Le dimanche 21 décembre 2025, un violent incendie a causé des ravages dans un camp d’urgence installé à l’École Nationale de la Colombie, dans le quartier de Bourdon, à Port-au-Prince. L’explosion de flammes, survenue sans que l’origine ne soit encore éclairée, a rapidement englouti les habitations précaires, obligeant des centaines de personnes à fuir vers les rues avoisinantes, dans la confusion et l’effroi. Les pompiers, absents sur les lieux pendant plusieurs heures, n’ont pu intervenir qu’après que les flammes aient s’étendu de manière incontrôlable, laissant la population sans secours pendant des dizaines de minutes.

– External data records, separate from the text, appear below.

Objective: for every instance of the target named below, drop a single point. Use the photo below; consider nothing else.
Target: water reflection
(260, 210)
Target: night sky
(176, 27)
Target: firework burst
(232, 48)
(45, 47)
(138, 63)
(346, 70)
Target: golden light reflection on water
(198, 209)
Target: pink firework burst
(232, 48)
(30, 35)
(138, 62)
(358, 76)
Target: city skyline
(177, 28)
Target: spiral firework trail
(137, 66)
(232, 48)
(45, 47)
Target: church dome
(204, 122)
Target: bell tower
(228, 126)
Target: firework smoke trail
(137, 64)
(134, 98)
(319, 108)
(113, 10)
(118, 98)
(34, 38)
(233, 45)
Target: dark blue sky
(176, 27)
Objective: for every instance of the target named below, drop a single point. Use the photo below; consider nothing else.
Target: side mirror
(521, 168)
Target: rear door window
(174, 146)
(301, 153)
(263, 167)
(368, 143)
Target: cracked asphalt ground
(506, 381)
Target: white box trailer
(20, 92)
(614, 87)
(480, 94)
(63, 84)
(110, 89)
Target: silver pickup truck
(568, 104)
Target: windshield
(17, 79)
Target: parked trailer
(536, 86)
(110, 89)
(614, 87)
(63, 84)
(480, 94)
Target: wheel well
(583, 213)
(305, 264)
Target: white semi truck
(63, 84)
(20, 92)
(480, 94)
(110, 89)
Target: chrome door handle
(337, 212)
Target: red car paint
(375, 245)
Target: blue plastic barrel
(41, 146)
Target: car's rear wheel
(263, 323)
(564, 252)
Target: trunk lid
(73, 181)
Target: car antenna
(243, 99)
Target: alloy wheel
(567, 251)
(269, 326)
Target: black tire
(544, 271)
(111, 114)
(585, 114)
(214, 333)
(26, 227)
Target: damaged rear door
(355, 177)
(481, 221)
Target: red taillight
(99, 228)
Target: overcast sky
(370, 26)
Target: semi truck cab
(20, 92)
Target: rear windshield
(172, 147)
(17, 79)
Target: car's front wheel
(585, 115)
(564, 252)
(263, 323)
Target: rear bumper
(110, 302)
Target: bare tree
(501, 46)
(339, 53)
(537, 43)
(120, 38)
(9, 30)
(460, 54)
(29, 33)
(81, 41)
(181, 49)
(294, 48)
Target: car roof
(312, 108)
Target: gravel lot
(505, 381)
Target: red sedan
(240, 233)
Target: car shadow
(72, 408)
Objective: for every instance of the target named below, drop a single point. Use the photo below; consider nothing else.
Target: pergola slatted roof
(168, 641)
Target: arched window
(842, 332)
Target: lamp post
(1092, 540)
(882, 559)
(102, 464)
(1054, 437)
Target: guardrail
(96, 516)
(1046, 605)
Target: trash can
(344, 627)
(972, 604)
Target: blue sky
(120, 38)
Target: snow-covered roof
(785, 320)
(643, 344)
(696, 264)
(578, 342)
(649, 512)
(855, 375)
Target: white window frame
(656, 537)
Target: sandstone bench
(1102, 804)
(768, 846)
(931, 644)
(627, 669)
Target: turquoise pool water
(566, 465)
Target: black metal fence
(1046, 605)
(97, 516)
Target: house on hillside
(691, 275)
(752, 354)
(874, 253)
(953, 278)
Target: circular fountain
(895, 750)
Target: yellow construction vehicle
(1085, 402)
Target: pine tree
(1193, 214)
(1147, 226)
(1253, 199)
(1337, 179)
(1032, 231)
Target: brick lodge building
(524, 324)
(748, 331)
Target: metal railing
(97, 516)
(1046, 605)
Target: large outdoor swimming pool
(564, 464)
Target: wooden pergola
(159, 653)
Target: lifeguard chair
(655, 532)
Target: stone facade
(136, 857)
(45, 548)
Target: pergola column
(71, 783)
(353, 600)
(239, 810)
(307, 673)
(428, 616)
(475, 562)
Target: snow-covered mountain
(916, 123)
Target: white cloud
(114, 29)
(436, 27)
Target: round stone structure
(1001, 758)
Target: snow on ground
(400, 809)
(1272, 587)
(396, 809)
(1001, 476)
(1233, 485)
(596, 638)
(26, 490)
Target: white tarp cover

Parmi les sinistrés, des familles entières, dont certaines déjà fragilisées par des précarités antérieures, se sont retrouvées sans toit ni ressources. « C’est l’enfer », a déclaré un survivant, les yeux rougis par la fumée. « On a tout perdu, y compris les vêtements sur nos dos. » Une mère, qui a récemment témoigné d’agressions dans le quartier de Delmas 24, a confié : « Je ne peux même plus pleurer. Mon enfant a dormi dans les rues cette nuit. » Les responsables du camp, désorganisés par la catastrophe, ont tenté de récupérer quelques objets de valeur, en vain, tout en lançant des appels à l’aide restés sans réponse.
Jusqu’à présent, aucun bilan officiel n’a été rendu public, bien que des rumeurs évoquent des blessés légers. Les autorités locales, surprises par la rapidité de la propagation des flammes, ont affirmé être en train de recenser les dégâts. Ce drame intervient à peine 24 heures après la visite surprise du directeur de l’Agence nationale pour l’urgence (FAES) et de l’ambassadrice de Colombie en Haïti, venue inspecter les conditions d’accueil des déplacés. Une coïncidence qui suscite des questions sur l’état de vigilance des autorités et leur capacité à prévenir de tels accidents.
Le site, construit il y a deux ans pour accueillir des centaines de personnes déplacées par des violences politiques et des inondations, était déjà en surcharge, avec des infrastructures insuffisantes et un risque d’incendie élevé. Les habitants, souvent méfiants envers les institutions, dénoncent un manque d’investissements et un déni de leurs besoins fondamentaux. « On nous promet toujours de l’aide, mais rien ne vient », a confié un résident.
Les organisations humanitaires locales ont aussitôt appelé à un soutien d’urgence pour les sinistrés, en l’absence de réponse concrète des pouvoirs publics. Pour l’instant, des bénévoles tentent d’apporter de l’eau et des couvertures aux sans-abri, tandis que les habitants redoutent une nouvelle nuit dans le froid. L’enquête sur les causes de l’incendie est en cours, et la population pressent les autorités de rendre compte de leurs responsabilités dans cette tragédie.